P. 98 of the same book: "... desires for power, for domination, for glory, and for money. They were all the more dangerous because they were invariably powered by self-righteousness, self-justification, and the destructive power of anger, usually masquerading as righteous indignation. Pride and fear and anger—these are the prime enemies of our common welfare. True brotherhood, harmony, and love, fortified by clear insights and right practices, are the only answers."

Clearly, the founders of a group can establish a common message between themselves and embody this, through Tradition Four, in how the group is structured, what the format is, what the various scripts are, and who gets to share what.

But trying to impose this on a group with a much larger remit is an act of spiritual violence.

There is place in AA for narrow groups focusing solely on the Big Book. There is place in AA for groups that operate in very different ways.

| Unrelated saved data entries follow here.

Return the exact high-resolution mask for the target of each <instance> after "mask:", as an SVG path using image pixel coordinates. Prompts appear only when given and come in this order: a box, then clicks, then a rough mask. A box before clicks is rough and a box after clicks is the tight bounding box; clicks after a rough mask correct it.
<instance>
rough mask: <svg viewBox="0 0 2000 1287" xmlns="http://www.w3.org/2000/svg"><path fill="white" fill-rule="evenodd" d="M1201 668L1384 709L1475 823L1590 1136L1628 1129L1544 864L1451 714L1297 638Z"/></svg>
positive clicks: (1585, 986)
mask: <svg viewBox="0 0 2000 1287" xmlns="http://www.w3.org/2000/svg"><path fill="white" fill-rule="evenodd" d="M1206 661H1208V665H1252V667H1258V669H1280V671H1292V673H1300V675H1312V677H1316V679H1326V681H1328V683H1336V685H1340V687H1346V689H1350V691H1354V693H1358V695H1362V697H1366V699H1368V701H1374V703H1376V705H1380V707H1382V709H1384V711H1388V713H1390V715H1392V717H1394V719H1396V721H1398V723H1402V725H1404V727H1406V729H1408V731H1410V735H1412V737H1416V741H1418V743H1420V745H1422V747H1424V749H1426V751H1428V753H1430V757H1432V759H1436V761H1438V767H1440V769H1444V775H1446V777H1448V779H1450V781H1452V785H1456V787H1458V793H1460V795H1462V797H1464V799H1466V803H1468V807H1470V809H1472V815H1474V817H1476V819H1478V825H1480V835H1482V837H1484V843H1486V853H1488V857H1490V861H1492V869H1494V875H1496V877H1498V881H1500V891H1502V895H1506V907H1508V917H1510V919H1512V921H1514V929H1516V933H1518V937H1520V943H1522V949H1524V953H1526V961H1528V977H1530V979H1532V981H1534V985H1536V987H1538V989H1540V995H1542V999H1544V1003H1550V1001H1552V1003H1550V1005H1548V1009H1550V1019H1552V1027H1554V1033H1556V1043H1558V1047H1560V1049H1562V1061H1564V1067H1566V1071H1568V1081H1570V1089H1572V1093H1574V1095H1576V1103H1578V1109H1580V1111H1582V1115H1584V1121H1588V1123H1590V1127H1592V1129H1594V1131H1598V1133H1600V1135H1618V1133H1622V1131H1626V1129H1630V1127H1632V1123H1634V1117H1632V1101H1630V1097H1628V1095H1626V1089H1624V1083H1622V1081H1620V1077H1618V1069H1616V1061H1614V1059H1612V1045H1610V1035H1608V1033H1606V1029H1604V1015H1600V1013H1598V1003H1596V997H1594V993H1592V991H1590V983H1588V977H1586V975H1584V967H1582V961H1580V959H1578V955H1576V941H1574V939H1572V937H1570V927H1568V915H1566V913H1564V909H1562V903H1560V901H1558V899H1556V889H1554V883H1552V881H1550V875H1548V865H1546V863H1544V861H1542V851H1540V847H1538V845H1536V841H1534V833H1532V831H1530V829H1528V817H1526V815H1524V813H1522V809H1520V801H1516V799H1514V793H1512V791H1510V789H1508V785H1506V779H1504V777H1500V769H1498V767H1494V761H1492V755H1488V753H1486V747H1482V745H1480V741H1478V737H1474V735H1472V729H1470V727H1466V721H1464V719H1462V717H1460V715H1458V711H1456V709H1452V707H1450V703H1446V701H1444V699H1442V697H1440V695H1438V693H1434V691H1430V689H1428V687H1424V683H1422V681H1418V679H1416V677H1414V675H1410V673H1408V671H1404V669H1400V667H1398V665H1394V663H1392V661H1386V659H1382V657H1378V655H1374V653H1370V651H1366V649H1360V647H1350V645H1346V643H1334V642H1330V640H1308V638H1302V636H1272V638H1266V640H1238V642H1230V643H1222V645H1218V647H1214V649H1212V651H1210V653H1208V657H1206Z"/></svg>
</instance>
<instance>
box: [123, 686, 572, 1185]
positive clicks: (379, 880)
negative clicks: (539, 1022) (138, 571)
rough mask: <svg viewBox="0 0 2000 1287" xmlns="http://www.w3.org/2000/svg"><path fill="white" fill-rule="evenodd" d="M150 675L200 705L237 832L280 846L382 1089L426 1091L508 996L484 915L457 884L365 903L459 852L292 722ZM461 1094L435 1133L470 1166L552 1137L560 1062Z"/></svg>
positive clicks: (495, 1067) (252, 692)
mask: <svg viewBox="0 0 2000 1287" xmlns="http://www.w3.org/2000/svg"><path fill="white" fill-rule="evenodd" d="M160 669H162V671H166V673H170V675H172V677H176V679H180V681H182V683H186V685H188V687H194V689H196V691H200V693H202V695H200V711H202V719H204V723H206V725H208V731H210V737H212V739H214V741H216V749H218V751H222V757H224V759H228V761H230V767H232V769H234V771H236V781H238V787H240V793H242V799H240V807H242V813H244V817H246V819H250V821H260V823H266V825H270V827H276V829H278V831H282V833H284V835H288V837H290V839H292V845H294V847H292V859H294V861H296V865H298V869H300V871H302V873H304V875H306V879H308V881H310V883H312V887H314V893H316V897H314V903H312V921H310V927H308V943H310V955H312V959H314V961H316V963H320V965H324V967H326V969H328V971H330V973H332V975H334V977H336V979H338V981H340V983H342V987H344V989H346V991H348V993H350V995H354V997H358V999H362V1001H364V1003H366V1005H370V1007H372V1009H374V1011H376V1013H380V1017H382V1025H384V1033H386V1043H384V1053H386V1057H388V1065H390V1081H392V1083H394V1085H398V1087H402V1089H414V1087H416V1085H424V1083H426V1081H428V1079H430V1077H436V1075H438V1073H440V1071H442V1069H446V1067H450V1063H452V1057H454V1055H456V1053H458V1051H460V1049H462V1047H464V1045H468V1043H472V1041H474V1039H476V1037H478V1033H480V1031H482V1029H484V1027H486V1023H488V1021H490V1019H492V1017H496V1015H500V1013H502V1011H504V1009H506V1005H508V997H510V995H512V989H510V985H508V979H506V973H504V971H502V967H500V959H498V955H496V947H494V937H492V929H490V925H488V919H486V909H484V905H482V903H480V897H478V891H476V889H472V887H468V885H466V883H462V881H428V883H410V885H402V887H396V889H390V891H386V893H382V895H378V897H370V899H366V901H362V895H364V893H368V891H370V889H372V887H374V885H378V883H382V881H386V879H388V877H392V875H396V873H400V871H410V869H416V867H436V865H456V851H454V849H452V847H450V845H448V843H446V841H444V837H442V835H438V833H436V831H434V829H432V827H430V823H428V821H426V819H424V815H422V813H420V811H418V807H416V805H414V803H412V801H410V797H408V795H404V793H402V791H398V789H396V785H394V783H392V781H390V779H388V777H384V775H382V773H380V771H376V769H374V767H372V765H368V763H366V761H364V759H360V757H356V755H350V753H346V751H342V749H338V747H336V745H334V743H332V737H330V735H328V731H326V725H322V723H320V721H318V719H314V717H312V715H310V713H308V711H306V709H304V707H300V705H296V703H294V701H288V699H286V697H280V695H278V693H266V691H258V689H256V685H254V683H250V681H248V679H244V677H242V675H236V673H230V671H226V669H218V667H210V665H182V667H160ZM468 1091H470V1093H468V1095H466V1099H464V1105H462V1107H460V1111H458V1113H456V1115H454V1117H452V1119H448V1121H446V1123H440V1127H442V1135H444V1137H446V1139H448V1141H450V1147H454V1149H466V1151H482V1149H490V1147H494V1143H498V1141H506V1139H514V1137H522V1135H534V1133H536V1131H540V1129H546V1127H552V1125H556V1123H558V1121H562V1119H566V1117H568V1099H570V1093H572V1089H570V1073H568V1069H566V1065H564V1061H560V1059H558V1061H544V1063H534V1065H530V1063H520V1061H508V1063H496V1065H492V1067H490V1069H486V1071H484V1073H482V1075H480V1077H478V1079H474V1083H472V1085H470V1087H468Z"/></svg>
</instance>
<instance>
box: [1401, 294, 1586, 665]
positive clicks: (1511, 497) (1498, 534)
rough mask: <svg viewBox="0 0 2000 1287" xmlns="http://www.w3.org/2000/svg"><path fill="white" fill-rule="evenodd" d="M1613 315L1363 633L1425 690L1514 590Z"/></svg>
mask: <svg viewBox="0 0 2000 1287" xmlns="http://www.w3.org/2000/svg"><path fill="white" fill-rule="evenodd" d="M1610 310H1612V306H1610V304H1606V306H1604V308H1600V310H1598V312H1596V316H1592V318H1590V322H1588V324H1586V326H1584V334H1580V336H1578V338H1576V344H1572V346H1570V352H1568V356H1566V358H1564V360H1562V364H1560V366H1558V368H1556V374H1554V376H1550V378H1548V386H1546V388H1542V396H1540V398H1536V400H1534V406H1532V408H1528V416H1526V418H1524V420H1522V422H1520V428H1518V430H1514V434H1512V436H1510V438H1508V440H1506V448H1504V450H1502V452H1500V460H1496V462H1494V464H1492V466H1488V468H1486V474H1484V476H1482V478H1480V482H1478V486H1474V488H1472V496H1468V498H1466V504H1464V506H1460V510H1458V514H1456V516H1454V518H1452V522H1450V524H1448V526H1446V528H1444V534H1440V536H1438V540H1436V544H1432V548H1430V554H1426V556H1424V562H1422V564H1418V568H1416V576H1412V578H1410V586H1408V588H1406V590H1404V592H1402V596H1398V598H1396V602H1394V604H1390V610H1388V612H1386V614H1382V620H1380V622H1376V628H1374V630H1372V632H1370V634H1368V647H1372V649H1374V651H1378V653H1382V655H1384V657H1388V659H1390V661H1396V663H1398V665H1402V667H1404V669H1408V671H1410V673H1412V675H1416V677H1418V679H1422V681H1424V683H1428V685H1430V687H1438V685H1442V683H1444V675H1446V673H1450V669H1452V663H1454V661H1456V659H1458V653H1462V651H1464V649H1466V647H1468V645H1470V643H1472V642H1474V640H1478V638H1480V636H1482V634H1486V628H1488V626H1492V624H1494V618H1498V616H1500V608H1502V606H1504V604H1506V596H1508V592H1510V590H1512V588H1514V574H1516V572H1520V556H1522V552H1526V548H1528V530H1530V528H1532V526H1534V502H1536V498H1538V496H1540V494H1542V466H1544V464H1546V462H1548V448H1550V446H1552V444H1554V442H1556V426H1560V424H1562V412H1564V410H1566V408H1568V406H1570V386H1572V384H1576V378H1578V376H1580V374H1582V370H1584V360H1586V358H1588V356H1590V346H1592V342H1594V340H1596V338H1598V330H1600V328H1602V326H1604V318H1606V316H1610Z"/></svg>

When I look at the Big Book group I attend, almost no one started out in a Big Book group, and most of us were not attracted to very hard-line and/or narrow groups when we first came to AA.
How dare I criticise the very groups of a type that were the channel for God's grace until I found the Big Book? Until I was ready to listen to the people who could help me understand my alcoholic experience through the Big Book and show me how to work the Twelve Steps of recovery through its clear-cut directions?
Unity—between groups and within groups—is vital, and, if I had been fully honest with myself at the beginning of this exercise in domination, I would not have fallen into the trap I did.

However: I generally have to overstep the boundary between my will and God's will before I notice it is there, so this is all to the good.